Pria yang lebih muda turun dari gerobak dan membantu Zening mengangkat Xiaoyang naik. Bibir pria itu mulai membiru. Zening menempelkan telinganya ke dada Xiaoyang, tangannya menyentuh leher memeriksa denyut nadi di sana. ‘Dia masih hidup.’

“Pak Tua, tolong bergegaslah. Nyawanya sedang dalam bahaya.”

Tanpa banyak bicara, lelaki tua pemilik gerobak itu menarik tali kekang, memacu kudanya berlari lebih cepat. Mereka sampai di gerbang desa terdekat. Gerobak itu berhenti di depan toko obat.

“Tolong!” teriak Zening.

Seorang pria tua dengan jenggot putih panjang keluar tergopoh-gopoh dari dalam. “Kenapa dia?” tanyanya dengan suara serak.

“Kami diserang perampok. Dia terkena sabetan pedang beracun.”

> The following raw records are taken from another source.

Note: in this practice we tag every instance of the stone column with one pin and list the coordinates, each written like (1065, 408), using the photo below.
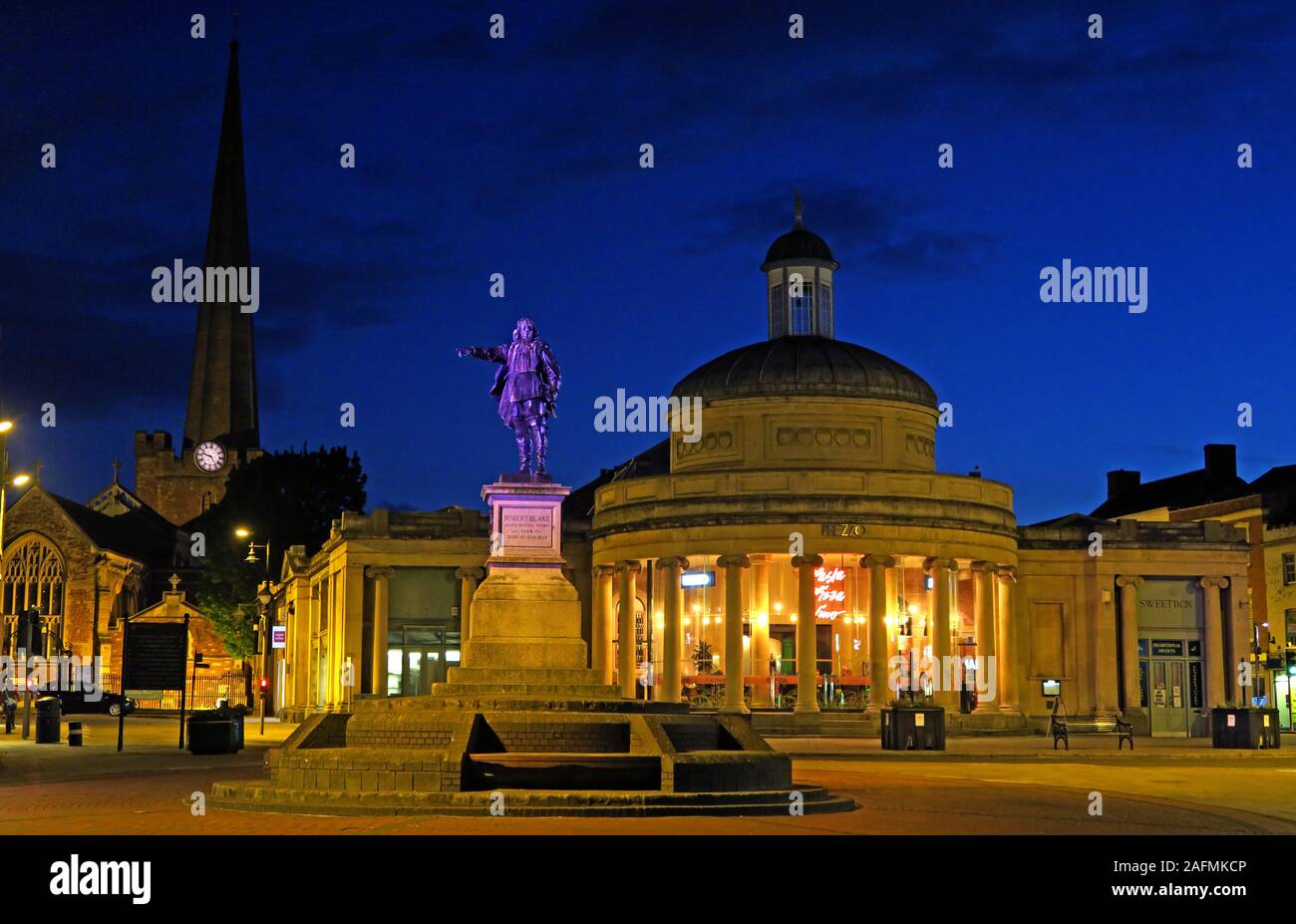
(879, 669)
(1212, 648)
(626, 629)
(673, 601)
(734, 673)
(983, 612)
(381, 578)
(760, 622)
(1010, 698)
(603, 630)
(1129, 586)
(942, 651)
(808, 699)
(468, 578)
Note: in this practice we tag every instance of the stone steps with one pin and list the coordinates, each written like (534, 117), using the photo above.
(512, 802)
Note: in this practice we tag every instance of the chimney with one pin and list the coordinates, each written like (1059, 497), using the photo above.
(1221, 461)
(1122, 481)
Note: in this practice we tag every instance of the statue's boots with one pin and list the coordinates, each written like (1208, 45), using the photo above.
(540, 440)
(522, 450)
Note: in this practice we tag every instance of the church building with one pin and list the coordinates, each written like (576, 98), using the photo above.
(790, 559)
(125, 553)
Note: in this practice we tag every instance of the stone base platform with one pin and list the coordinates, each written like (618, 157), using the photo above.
(548, 751)
(525, 803)
(840, 724)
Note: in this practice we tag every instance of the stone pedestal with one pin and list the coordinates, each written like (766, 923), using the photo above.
(526, 614)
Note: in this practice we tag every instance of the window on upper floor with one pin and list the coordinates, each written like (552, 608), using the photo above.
(778, 312)
(803, 309)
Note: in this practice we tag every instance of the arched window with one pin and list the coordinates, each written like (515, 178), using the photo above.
(33, 575)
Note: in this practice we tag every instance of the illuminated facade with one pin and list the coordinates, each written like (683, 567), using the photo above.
(808, 516)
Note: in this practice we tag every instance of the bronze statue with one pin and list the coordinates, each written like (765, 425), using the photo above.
(527, 390)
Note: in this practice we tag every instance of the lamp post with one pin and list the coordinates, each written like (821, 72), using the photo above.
(5, 478)
(264, 599)
(244, 533)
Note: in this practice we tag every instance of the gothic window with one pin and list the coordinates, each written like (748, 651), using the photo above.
(34, 575)
(778, 312)
(803, 310)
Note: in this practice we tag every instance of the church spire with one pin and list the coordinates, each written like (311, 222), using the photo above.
(223, 384)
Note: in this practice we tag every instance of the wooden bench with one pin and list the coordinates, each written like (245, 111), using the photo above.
(1062, 728)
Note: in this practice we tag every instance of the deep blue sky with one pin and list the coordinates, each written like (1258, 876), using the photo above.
(519, 155)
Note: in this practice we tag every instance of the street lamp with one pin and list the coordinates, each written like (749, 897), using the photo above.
(244, 533)
(5, 479)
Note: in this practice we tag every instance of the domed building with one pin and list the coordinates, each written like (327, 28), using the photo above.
(808, 513)
(799, 535)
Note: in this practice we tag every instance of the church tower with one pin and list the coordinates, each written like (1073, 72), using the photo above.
(799, 276)
(221, 427)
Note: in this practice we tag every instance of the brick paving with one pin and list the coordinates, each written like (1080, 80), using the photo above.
(147, 790)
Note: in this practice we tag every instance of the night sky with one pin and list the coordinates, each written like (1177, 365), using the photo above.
(521, 155)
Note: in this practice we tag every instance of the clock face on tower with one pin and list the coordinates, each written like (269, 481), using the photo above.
(210, 457)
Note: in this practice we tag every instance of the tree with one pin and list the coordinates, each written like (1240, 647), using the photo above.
(285, 497)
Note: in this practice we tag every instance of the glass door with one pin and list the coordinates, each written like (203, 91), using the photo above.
(1169, 699)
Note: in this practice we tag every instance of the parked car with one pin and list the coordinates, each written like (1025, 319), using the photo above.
(76, 702)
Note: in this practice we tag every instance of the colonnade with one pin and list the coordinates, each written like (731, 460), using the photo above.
(993, 608)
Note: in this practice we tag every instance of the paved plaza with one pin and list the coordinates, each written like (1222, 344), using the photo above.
(979, 785)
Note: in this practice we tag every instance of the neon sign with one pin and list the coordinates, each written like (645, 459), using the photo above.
(829, 592)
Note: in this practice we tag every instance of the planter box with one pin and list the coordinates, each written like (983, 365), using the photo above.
(914, 729)
(214, 735)
(1248, 729)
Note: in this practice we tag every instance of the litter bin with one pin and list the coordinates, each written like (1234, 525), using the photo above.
(48, 716)
(211, 733)
(237, 715)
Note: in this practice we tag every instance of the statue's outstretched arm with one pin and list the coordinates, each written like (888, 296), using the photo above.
(491, 354)
(552, 375)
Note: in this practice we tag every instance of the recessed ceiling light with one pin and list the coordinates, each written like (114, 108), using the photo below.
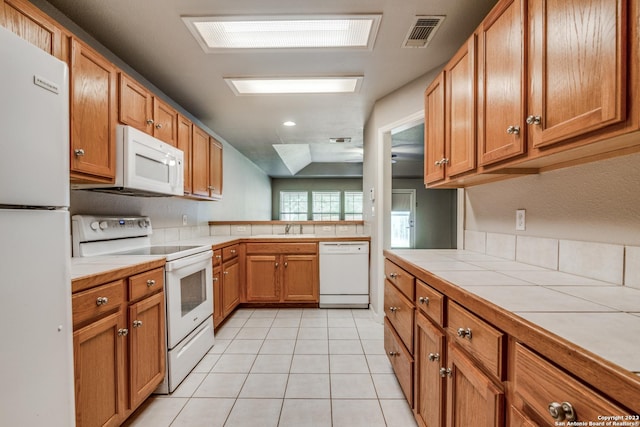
(221, 33)
(284, 85)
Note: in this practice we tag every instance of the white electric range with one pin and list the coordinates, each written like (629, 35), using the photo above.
(188, 284)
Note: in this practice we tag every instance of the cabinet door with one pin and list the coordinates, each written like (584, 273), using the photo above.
(165, 122)
(230, 286)
(434, 131)
(460, 120)
(471, 395)
(93, 114)
(135, 105)
(147, 355)
(215, 169)
(99, 363)
(429, 385)
(501, 81)
(577, 57)
(300, 278)
(262, 282)
(184, 136)
(200, 163)
(30, 23)
(218, 311)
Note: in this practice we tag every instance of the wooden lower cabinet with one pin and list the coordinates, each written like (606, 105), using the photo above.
(429, 386)
(275, 276)
(100, 383)
(147, 350)
(471, 394)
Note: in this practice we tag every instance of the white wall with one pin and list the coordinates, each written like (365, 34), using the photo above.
(595, 202)
(402, 106)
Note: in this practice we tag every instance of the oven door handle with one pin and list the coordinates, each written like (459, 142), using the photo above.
(190, 260)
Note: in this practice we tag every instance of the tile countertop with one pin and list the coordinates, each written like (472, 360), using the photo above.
(600, 317)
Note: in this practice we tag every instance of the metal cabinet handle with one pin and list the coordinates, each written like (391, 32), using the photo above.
(534, 120)
(445, 372)
(513, 130)
(464, 333)
(562, 411)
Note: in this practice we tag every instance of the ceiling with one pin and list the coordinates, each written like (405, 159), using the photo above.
(151, 37)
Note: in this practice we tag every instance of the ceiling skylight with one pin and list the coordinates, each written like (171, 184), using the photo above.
(221, 33)
(285, 85)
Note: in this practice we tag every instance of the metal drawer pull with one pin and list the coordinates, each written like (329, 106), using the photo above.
(562, 411)
(464, 333)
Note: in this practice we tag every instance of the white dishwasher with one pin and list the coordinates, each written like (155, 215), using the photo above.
(344, 274)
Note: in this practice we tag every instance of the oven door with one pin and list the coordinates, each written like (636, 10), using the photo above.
(189, 294)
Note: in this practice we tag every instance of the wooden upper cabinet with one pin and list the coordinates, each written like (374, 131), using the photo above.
(30, 23)
(93, 114)
(434, 131)
(501, 84)
(578, 73)
(215, 169)
(184, 136)
(145, 112)
(200, 163)
(460, 107)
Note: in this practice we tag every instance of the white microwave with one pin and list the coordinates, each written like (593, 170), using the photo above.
(145, 166)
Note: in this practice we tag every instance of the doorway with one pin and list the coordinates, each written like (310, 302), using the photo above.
(403, 216)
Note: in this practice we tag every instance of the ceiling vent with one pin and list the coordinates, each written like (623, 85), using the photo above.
(422, 31)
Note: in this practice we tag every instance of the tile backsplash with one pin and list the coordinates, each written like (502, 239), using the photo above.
(617, 264)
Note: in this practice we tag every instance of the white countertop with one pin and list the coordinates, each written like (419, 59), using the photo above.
(600, 317)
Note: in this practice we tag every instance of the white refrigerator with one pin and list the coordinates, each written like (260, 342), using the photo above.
(36, 335)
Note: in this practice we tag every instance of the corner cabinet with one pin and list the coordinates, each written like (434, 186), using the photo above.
(282, 273)
(93, 115)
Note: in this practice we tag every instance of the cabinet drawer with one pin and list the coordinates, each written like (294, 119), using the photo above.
(96, 301)
(481, 340)
(403, 280)
(217, 257)
(541, 384)
(430, 301)
(400, 313)
(401, 361)
(282, 248)
(146, 283)
(230, 252)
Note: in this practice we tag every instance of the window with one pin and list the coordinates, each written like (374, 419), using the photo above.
(326, 206)
(353, 205)
(321, 205)
(294, 205)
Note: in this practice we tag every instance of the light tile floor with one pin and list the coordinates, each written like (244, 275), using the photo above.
(287, 367)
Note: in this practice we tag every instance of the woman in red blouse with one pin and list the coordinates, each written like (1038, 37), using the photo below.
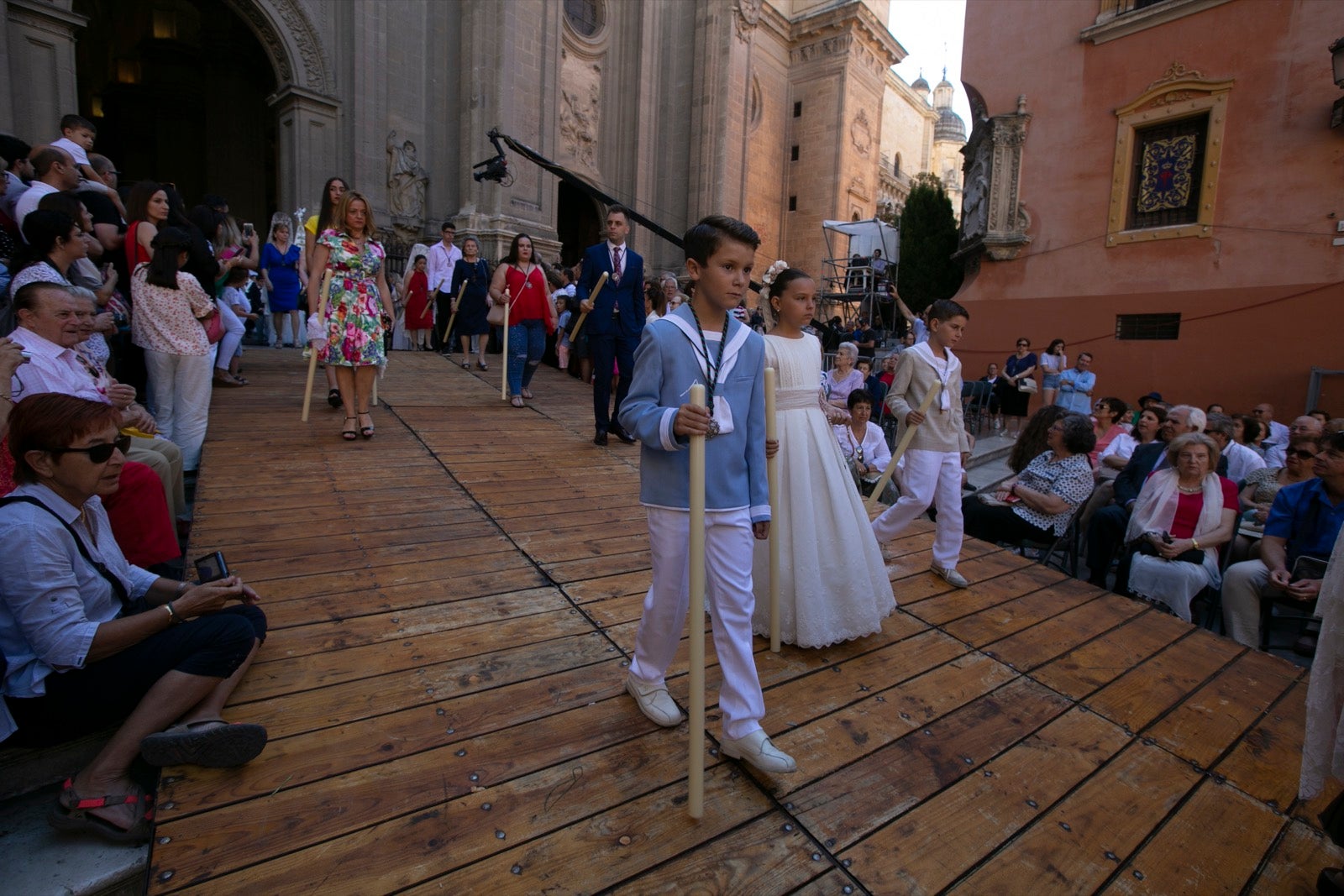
(531, 315)
(1183, 515)
(420, 316)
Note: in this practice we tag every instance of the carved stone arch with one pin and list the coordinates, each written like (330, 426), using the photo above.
(291, 40)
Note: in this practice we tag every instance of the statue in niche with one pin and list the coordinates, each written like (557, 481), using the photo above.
(407, 181)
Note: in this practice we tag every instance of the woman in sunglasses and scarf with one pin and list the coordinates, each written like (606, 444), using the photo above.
(91, 641)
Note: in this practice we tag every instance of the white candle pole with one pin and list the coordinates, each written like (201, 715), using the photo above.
(772, 432)
(696, 777)
(504, 382)
(312, 352)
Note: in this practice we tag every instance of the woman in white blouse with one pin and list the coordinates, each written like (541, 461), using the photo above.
(862, 441)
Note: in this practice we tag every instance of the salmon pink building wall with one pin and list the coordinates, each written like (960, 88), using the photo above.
(1261, 297)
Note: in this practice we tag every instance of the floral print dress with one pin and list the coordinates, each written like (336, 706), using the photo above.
(354, 308)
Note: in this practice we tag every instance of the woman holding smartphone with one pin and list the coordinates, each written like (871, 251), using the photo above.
(158, 658)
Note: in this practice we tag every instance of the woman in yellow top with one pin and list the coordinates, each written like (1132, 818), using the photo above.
(333, 192)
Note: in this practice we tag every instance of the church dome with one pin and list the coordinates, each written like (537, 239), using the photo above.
(951, 127)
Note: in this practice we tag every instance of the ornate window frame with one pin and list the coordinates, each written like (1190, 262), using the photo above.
(1180, 93)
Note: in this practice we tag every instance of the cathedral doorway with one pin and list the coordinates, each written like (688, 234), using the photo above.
(577, 222)
(178, 90)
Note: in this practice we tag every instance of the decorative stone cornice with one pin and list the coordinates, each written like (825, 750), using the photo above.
(994, 221)
(289, 38)
(47, 16)
(846, 29)
(1121, 19)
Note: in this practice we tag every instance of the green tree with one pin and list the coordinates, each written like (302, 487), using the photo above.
(929, 237)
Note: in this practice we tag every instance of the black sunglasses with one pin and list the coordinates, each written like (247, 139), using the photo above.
(98, 453)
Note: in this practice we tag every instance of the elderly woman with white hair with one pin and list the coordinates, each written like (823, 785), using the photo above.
(671, 288)
(286, 277)
(843, 378)
(1183, 515)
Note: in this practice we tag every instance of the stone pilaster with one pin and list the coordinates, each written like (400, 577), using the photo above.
(994, 221)
(508, 67)
(307, 130)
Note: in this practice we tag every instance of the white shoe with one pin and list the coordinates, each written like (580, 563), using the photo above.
(757, 750)
(655, 701)
(952, 577)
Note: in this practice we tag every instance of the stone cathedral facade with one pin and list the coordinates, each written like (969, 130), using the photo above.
(772, 110)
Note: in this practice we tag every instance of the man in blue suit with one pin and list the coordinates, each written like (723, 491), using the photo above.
(615, 320)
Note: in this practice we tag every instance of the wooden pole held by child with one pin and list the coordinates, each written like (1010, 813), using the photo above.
(772, 432)
(312, 352)
(696, 775)
(900, 448)
(454, 317)
(601, 282)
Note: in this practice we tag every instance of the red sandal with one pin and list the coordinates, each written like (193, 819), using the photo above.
(71, 815)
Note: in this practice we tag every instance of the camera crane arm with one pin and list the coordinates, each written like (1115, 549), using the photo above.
(566, 175)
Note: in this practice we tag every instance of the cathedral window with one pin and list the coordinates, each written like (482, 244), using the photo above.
(585, 16)
(1168, 154)
(1167, 174)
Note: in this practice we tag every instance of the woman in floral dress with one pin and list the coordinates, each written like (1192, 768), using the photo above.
(360, 308)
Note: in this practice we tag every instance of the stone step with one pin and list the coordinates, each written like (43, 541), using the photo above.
(40, 862)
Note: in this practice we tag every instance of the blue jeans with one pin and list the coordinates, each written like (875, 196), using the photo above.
(526, 345)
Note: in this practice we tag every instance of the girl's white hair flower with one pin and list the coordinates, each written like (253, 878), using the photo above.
(772, 271)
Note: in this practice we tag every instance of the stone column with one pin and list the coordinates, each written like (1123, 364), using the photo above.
(718, 125)
(40, 49)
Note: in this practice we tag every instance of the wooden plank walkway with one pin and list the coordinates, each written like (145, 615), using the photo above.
(452, 609)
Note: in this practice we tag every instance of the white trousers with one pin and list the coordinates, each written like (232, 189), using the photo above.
(179, 399)
(234, 329)
(165, 458)
(1242, 587)
(927, 477)
(727, 597)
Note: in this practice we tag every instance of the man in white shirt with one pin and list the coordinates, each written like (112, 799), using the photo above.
(443, 257)
(54, 170)
(18, 172)
(1276, 436)
(1241, 459)
(49, 331)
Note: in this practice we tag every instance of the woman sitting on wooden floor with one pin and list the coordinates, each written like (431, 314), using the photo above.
(89, 641)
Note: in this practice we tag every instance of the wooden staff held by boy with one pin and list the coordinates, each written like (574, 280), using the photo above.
(601, 282)
(313, 349)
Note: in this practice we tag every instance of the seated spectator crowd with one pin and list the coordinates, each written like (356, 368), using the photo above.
(109, 351)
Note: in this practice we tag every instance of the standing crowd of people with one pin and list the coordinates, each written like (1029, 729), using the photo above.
(112, 369)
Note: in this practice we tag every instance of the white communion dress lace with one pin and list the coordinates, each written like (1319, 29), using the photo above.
(832, 582)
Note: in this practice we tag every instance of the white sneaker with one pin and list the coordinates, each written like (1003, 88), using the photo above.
(952, 577)
(655, 701)
(757, 750)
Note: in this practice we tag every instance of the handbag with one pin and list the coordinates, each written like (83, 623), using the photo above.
(214, 327)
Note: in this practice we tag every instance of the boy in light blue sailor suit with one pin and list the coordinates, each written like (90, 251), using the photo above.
(703, 343)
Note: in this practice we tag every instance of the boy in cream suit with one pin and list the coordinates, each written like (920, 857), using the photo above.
(933, 459)
(703, 343)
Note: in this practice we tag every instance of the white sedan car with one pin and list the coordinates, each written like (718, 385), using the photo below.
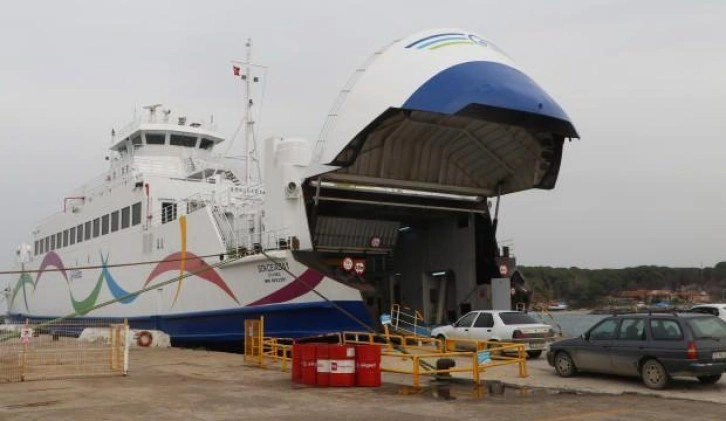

Tabib tua memeriksa pergelangan tangan Xiaoyang dengan dahi berkerut dalam. “Segera bawa masuk!” perintahnya. “Nona, masuklah ke dalam. Aku perlu bantuanmu.”

Zening tercengang. “Hahh, anda menyuruhku ikut masuk ke dalam?”

Tabib tua itu tidak menggubris pertanyaan Zening, malah masuk lebih dulu ke dalam tokonya, meninggalkan gadis muda yang sedang bingung bersikap. Xiaoyang terbaring di atas dipan kayu beralas tikar anyam dari jerami. Di sampingnya, tabib tua sedang membersihkan luka dan membalur ramuan buatannya.

“Nona, temanmu ini akan sadar petang nanti. Sebaiknya kalian tinggal di sini untuk sementara waktu. Besok pagi, kalau kalian ingin melanjutkan perjalanan, aku tidak akan menghalangi.”

“Hmm,” sahut Zening canggung.

“Ada apa? Apa kau juga terluka?” tanya tabib tua.

“Tidak, tapi bisakah aku merepotkan anda lagi?”

“Katakan, apa yang bisa aku bantu untukmu?” tabib tua menyeduh obat ke dalam mangkuk.

“Adakah ruang lain yang terpisah dari sini?”

Tabib itu mendekati Zening seraya mengangsurkan mangkuk obat. “Sebaiknya kalian tetap berada satu ruangan. Lebih aman.”

Setelah berkata demikian, tabib tua keluar dari pintu belakang. Zening masih termenung memikirkan bagaimana caranya dia akan tidur malam ini di ruang yang sama dengan Xiaoyang, ketika pria yang sedang ia pikirkan itu mulai menggigil.

“Xiaoyang, Xiaoyang, bangun.”

Zening menarik selimut menutupi dada telanjang, kemudian berjalan untuk menutup pintu. Tak lupa, ia mengedarkan pandangan ke sekitar toko, memastikan tidak ada yang mencurigakan atau sedang mengawasi mereka.

“Engh,” lenguh Xiaoyang lirih.

Zening menutup pintu rapat dan segera berbalik. “Hei, Yangyang. Syukurlah, kau sudah sadar.”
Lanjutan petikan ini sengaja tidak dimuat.